Voyage de courte durée qui n’en finit plus

Voyage de courte durée qui n’en finit plus

Dans la lumière il y a toi, dans l’ombre il y a lui pourtant je n’en vois aucun.
Mes yeux scrutent l’horizon à ras de sol tournant le dos à tout, à tous.
Tout est figé ici. Même le silence est suspendu. Le moindre atome est en attente.
Dans cette vie en écho rien n’est pourtant semblable.
J’aimerais me débattre et hurler mais je reste inanimée comme la statue qui regarde passer le temps.
A s’attendrir sur chacun on finit par ne devenir qu’un pansement.
Je voudrais être davantage ou beaucoup moins pour n’être rien.
Puisque ma place est entre deux, je peux dire qu’elle n’est pas à envier.
Être tout ou n’être rien voilà qui est bien plus méritant.

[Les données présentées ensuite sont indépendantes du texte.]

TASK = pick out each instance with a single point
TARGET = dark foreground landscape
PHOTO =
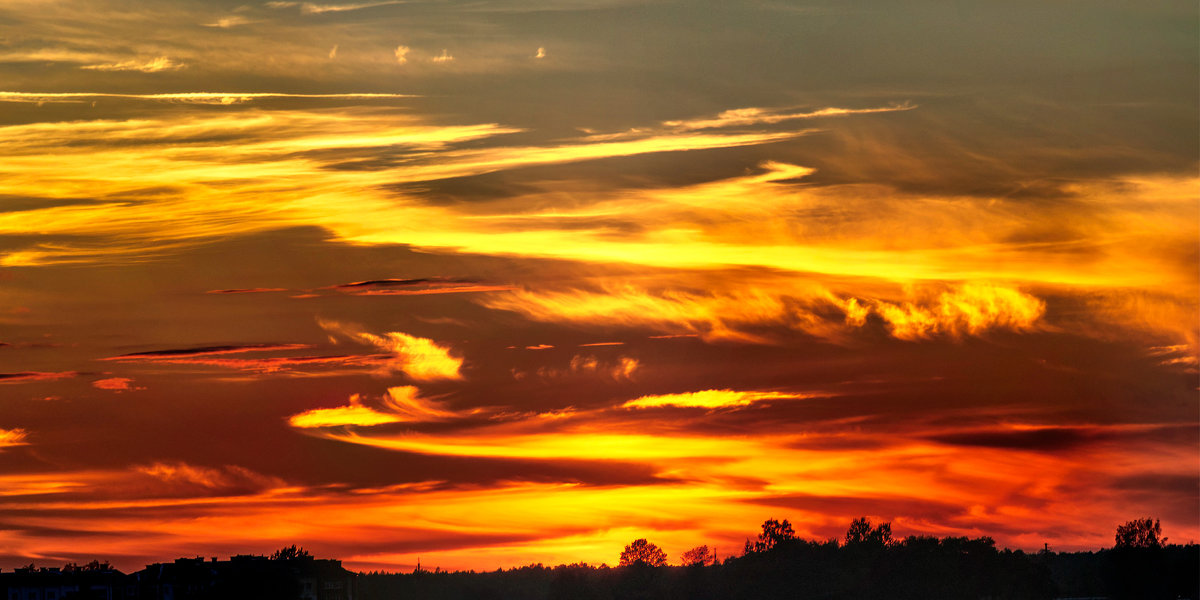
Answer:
(868, 563)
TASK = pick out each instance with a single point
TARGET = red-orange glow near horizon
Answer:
(490, 307)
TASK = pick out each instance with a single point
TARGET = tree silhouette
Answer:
(773, 534)
(861, 532)
(697, 556)
(641, 551)
(1140, 533)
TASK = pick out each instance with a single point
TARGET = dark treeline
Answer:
(867, 564)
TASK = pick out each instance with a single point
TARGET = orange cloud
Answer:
(12, 438)
(35, 376)
(970, 309)
(711, 399)
(117, 384)
(400, 405)
(419, 358)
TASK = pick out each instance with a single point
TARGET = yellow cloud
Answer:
(419, 358)
(709, 399)
(400, 405)
(150, 66)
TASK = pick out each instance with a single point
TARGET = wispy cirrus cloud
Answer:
(419, 358)
(117, 384)
(36, 376)
(736, 316)
(145, 66)
(399, 405)
(712, 399)
(12, 438)
(318, 9)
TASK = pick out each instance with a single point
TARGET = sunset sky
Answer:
(498, 282)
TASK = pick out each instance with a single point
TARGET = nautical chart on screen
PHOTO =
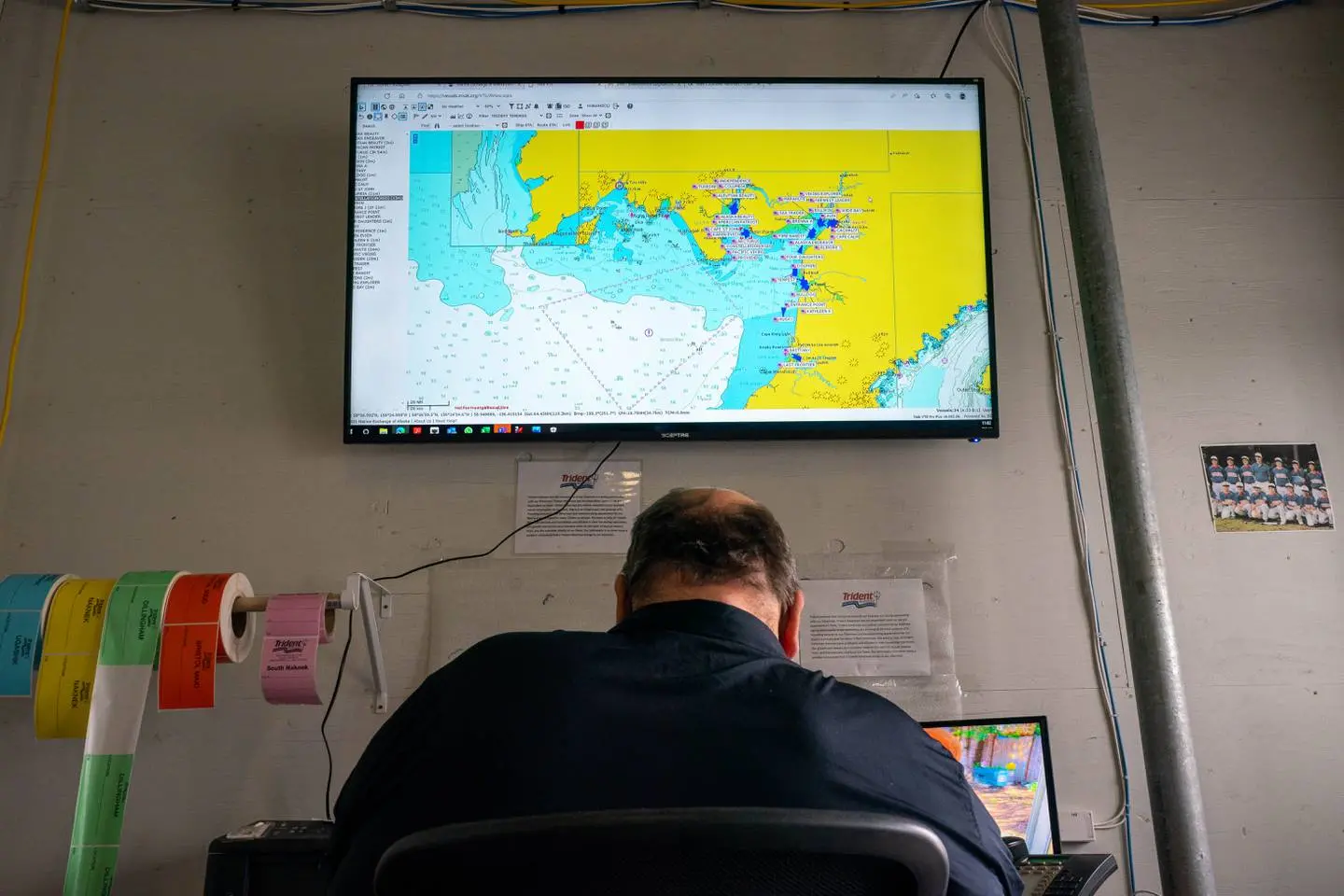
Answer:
(652, 256)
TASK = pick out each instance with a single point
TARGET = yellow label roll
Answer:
(70, 657)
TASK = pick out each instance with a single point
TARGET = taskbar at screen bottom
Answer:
(489, 433)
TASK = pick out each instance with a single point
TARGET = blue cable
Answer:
(1072, 452)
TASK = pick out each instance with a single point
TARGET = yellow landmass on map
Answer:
(919, 259)
(912, 205)
(554, 158)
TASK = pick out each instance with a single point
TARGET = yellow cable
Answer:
(33, 223)
(1154, 6)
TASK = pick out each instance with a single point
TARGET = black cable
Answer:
(500, 543)
(350, 630)
(958, 42)
(341, 673)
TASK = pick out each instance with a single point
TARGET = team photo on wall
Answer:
(1267, 488)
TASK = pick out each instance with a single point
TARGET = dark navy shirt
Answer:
(681, 704)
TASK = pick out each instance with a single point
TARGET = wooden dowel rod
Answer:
(257, 603)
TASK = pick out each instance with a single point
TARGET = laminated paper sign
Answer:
(864, 627)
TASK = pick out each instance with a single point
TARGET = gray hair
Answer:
(679, 535)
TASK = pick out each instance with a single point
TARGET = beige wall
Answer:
(179, 390)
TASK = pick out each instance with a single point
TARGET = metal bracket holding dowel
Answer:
(360, 595)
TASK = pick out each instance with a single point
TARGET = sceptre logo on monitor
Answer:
(861, 599)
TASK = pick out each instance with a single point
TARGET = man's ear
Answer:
(791, 623)
(623, 598)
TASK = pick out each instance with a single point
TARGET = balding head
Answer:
(708, 544)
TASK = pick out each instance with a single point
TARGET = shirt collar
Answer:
(706, 618)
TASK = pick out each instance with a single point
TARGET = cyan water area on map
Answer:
(928, 379)
(455, 223)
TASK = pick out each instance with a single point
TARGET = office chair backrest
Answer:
(672, 852)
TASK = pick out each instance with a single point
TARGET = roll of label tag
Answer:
(70, 657)
(125, 663)
(23, 606)
(199, 633)
(296, 623)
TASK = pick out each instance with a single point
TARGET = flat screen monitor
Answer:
(1007, 763)
(668, 259)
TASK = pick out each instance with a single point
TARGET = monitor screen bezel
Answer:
(680, 431)
(1047, 764)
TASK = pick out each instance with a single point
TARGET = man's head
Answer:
(712, 544)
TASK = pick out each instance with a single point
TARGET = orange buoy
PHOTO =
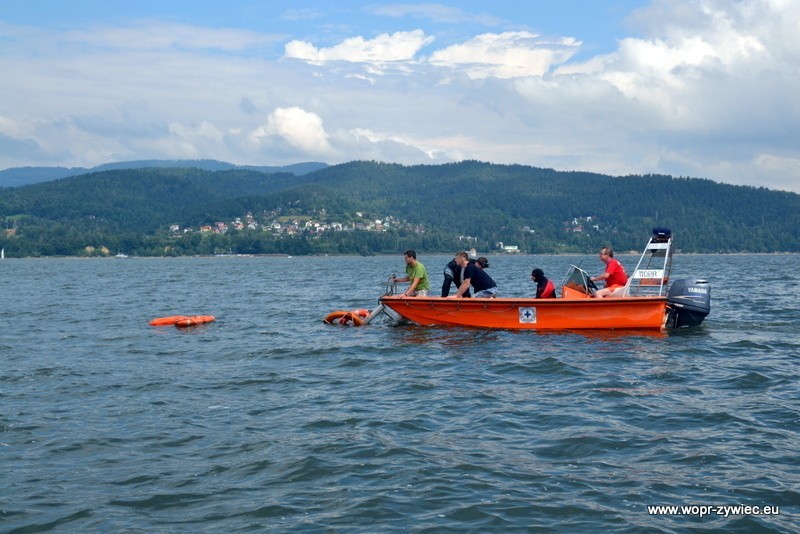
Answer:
(182, 320)
(344, 317)
(195, 320)
(167, 321)
(334, 315)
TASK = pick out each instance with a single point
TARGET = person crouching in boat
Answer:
(416, 275)
(544, 287)
(474, 276)
(452, 275)
(614, 275)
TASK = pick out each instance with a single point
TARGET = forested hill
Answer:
(369, 207)
(17, 176)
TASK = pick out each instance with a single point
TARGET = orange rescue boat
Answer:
(645, 302)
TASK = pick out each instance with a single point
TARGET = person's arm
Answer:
(463, 288)
(412, 287)
(446, 285)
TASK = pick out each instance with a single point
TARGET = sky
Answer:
(700, 88)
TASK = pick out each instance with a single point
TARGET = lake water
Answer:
(269, 419)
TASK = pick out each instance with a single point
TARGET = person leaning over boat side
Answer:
(476, 277)
(452, 275)
(544, 287)
(614, 275)
(416, 275)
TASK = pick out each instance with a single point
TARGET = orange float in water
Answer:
(182, 320)
(343, 317)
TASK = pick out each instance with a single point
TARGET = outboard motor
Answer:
(690, 302)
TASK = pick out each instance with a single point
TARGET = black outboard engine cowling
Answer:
(690, 302)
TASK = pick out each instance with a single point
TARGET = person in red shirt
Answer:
(614, 275)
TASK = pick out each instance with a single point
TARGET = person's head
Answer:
(606, 254)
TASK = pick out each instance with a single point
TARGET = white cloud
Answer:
(706, 88)
(385, 48)
(301, 129)
(506, 55)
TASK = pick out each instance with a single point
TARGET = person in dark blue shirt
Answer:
(544, 287)
(476, 277)
(452, 275)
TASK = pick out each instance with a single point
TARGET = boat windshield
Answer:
(577, 279)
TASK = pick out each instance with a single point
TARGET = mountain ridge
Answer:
(370, 207)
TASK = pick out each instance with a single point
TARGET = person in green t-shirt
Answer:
(416, 275)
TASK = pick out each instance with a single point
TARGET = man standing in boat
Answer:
(476, 277)
(416, 275)
(614, 275)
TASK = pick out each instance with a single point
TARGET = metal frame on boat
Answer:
(648, 301)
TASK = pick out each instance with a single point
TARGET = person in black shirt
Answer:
(544, 287)
(452, 275)
(476, 277)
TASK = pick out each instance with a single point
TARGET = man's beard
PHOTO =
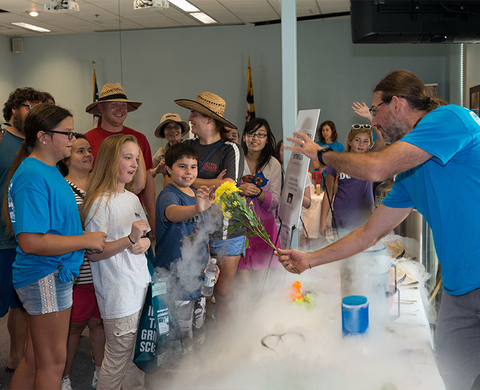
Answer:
(17, 122)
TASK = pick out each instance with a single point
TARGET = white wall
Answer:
(7, 83)
(472, 73)
(159, 66)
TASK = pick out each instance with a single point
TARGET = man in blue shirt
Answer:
(15, 110)
(431, 144)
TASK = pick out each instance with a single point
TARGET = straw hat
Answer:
(208, 104)
(169, 118)
(112, 93)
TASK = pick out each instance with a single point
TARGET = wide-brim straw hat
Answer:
(168, 118)
(208, 104)
(112, 93)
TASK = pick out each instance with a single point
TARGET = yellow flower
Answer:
(227, 188)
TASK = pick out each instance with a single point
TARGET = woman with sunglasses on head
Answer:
(363, 110)
(350, 199)
(46, 223)
(261, 184)
(77, 169)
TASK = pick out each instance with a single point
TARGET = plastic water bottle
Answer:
(210, 273)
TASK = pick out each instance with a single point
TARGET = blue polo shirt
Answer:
(445, 190)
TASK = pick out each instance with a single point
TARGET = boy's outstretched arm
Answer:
(176, 213)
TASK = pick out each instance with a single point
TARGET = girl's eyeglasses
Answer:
(70, 134)
(258, 135)
(367, 126)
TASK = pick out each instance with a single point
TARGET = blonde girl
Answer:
(120, 273)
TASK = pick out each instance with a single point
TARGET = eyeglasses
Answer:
(367, 126)
(172, 127)
(374, 109)
(71, 134)
(258, 135)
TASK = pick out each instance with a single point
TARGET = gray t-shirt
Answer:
(227, 156)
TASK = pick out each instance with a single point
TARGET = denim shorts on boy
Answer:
(47, 295)
(229, 247)
(85, 304)
(8, 297)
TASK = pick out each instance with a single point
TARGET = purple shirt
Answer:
(353, 203)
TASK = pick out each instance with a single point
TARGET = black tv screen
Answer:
(408, 21)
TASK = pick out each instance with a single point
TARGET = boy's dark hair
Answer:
(178, 151)
(61, 165)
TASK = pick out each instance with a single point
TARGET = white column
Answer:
(289, 79)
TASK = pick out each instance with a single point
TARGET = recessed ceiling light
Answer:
(31, 27)
(184, 5)
(203, 17)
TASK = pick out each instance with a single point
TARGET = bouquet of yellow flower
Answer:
(235, 206)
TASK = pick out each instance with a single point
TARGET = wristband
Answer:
(321, 152)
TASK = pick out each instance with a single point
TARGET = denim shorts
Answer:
(229, 247)
(47, 295)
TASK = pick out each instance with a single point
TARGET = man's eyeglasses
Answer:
(71, 134)
(367, 126)
(374, 109)
(259, 135)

Ne pas confondre avec l’entre-deux qui est une place tout aussi ingrate.
C’est un espace vide, oublié qui relie deux événements ;
un laps de temps ou d’actions qui ne mérite pas qu’on en détaille le contenu.

Je n’aime pas ce mot, l’entre-deux, qui évoque l’insignifiance, la transparence.
Pourtant, l’entre-deux est bien comblé par quelque chose.
Un capital pensé, un capital action, un capital vie…
Un capital que l’on a peut-être oublié mais qui a existé, qu’on ne peut renier.

Quelques idées confuses qui s’entremêlent les unes aux autres pour ne donner qu’un « pas grand-chose » qui me remplit la tête et encombre mon esprit.

© 2009 – Coryne Vezien

Dans le livre Amour, où es-tu ? ce texte s’intitule “douloureuse léthargie”.
“Voyage de courte durée qui n’en finit plus”, que je vous donne ici, est le texte original intégral.

Je n’en parlerai plus, le silence est trop grand

Je n’en parlerai plus, le silence est trop grand

J’ai attendu. Attendu une partie de la nuit et l’intégralité de ma journée aussi.

Attendu un mot, un signe qui n’est jamais arrivé. Mes yeux scrutaient tous les horizons en vain.

Je n’avais pas apporté de lilas à la manière de Brel mais un sourire, même si derrière l’écran les sourires ne se voient pas.

Puis, mon sourire est devenu grimace de ne pas avoir été consommé.

Et mes yeux, eux, brûlaient. Non pas de fatigue mais d’océan refoulé. Repoussant plus profondément mon enthousiasme d’écervelée.

J’ai attendu une fois encore, comme toutes ces autres fois, un mot, un signe qui n’est jamais arrivé et qui jamais n’arrivera.

L’évidence est là, depuis toujours, sous mes yeux fiévreux par trop d’aveuglement.

Je sais qu’une page doit se tourner pour clore ce chapitre mais l’addiction est trop forte et mon esprit refuse de lâcher prise, intimant à ma main de ne pas tenter le geste.

Pourtant il faudrait…

(16/11/08)

Paru dans Amour, où es-tu ?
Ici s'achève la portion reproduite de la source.